Menu
Is there some central policy on minority languages and dialects? I encountered some Taishanese inside the Cantonese collection, which to a layman is clearly a different language. On the other hand, I find the Kölsch dialect of German as a distinct selection in the language list (which is great, because they ARE quite different). What to do when one's language of interest is not in the list?
Hi and welcome,
here is the answer to your question http://en.wiki.tatoeba.org/arti...nguage-request
Thank you! Yeah, many of the Chinese languages did not receive a 639-3 code, although they are at least as remote from one another as Kölsch is from German (which DOES have a -3: ksh). While certainly making things easier on the maintenance side, it would likely make sense to add languages even when they did not get a -3. As it is now, they are just contaminating the collections of related languages (As this Taishanese sentence in my Cantonese Anki collection showed me). So is the official policy to just put them into a collection where they do not really belong, or to put them into a public list for all eternity?
Also, the reason that it makes the language selection list unwieldy would probably be reason to think of a way to better represent a potentially huge (thousands) list :) I don't have a great idea in that regard too, unfortunately… grouping into language families might be difficult for laypeople to navigate, maybe an auto-complete searchbox?
> Also, the reason that it makes the language selection list unwieldy would probably be reason to think of a way to better represent a potentially huge (thousands) list :)

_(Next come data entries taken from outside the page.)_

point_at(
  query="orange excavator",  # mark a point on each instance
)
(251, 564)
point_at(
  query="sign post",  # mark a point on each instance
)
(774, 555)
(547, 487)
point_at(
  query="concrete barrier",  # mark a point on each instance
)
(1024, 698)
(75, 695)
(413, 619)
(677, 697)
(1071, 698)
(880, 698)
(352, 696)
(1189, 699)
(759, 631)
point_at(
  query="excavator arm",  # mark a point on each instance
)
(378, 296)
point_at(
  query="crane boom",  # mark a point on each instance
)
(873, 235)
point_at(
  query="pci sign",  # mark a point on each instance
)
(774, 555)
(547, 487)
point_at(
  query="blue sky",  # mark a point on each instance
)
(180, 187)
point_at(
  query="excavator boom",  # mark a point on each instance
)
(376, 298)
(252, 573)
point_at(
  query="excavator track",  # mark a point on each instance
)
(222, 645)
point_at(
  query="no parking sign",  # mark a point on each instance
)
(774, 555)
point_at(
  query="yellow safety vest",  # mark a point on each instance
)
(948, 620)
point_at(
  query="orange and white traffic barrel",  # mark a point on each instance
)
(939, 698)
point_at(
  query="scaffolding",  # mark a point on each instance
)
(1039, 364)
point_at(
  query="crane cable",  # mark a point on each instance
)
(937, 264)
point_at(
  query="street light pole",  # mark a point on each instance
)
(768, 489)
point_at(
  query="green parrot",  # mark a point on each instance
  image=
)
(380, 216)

We started working on a solution for this but it’s still uncomplete. You can however use it by going to your settings page and enabling the advanced language selector option.
> So is the official policy to just put them into a collection where they do not really belong, or to put them into a public list for all eternity?

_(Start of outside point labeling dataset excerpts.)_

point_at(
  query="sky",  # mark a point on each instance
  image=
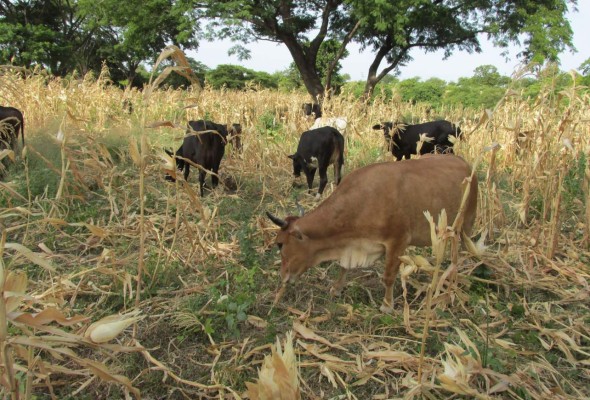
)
(271, 57)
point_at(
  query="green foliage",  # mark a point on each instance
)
(238, 77)
(484, 89)
(430, 91)
(81, 35)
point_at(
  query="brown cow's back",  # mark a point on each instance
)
(387, 200)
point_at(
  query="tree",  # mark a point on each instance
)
(68, 35)
(140, 29)
(43, 32)
(391, 29)
(430, 91)
(302, 26)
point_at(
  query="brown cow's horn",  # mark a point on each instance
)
(299, 208)
(280, 222)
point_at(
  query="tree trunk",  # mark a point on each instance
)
(306, 65)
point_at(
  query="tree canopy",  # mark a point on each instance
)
(391, 29)
(68, 35)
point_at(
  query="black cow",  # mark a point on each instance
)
(11, 122)
(309, 108)
(204, 145)
(317, 149)
(405, 138)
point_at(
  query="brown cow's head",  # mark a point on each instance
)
(294, 246)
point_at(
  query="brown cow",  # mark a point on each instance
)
(376, 210)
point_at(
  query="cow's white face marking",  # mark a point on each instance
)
(361, 254)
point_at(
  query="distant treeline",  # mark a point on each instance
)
(483, 89)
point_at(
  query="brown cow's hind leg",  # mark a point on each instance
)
(392, 263)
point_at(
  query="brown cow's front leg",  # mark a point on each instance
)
(392, 263)
(336, 289)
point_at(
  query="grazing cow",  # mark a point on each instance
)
(335, 122)
(405, 138)
(204, 145)
(376, 210)
(317, 149)
(11, 122)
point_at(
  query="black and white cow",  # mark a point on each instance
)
(317, 149)
(403, 140)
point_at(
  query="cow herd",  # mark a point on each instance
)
(375, 210)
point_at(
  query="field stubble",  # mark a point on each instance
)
(88, 212)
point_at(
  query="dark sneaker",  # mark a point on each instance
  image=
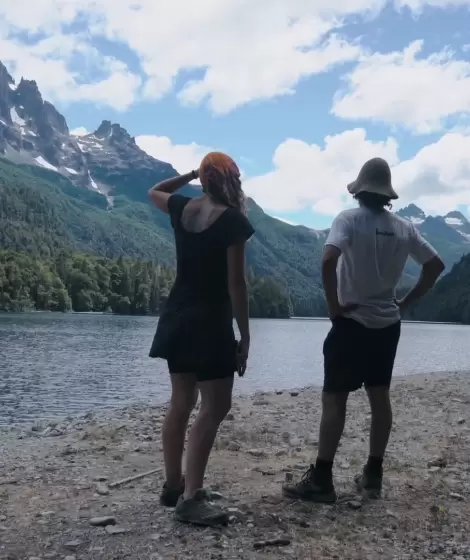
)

The policy is not to add them in the first place. Quoting AlanF¹:
“Sentences in any language, whether or not they are constructed, can be added if and only if they have an ISO 639-3 (three-letter code). Esperanto is in, Kah is not. The "unknown language" category is for sentences in languages that have an ISO 639-3 code, but that we have not yet added as recognized languages.”
Considering some dialects have been received an ISO 639-3 code, while others did not², it’s a quite unfair policy. But I understand admins don’t want to take the heavy responsibility of allowing or denying language additions.

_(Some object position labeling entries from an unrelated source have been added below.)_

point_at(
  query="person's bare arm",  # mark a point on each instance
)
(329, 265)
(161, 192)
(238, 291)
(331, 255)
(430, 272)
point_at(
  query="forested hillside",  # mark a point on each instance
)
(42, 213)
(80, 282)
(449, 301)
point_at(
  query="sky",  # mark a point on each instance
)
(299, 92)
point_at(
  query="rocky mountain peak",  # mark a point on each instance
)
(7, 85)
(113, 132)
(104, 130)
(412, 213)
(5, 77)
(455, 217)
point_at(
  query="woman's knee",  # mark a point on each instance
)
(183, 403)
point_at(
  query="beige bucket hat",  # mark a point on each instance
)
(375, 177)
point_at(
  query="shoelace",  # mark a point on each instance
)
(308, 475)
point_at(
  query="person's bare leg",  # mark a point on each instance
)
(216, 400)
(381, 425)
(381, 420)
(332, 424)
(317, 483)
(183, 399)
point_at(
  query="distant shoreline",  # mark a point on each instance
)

¹ http://tatoeba.org/eng/wall/sho...#message_19666
² https://en.wikipedia.org/wiki/I...Macrolanguages
It is a fact that there is a policy in the People's Republic of China to deny existence of certain minority languages to impose national unity. The RPC is lobbying very strongly international institutions such as the ISO in order to impose its nationalistic views.
This specific Chinese situation should be taken into account.
> As this Taishanese sentence in my Cantonese
> Anki collection showed me
There is currently only one Hoisanese sentence in the whole corpus, so it shouldn’t cause much trouble. If you really need to separate it, you can use tags right now.
Also, you *can* apply to get more codes added for Chinese languages. The problem is, you need to prove it is a separate language, and describe its position within the Yue family, and 'which to a layman is clearly a different language' will not be enough.
You may be interested in this discussion: http://meta.wikimedia.org/wiki/...ipedia_Teochew ; the most important in it is this answer: http://www-01.sil.org/iso639-3/...s_2008-083.pdf
As you can see, the code for Teochew is not added not because they don’t consider it mutually intellegible with Hokkien, but because they don’t have enough information about how Minnan (nan) should be broken down: it’s clearly visible that Teochew and Hokkien should get separate ISO codes, but it’s not clear what is the broader picture (where should other Minnan dialect belong?).
>it’s clearly visible that Teochew and Hokkien should get separate ISO codes
although they don't...find the culprit !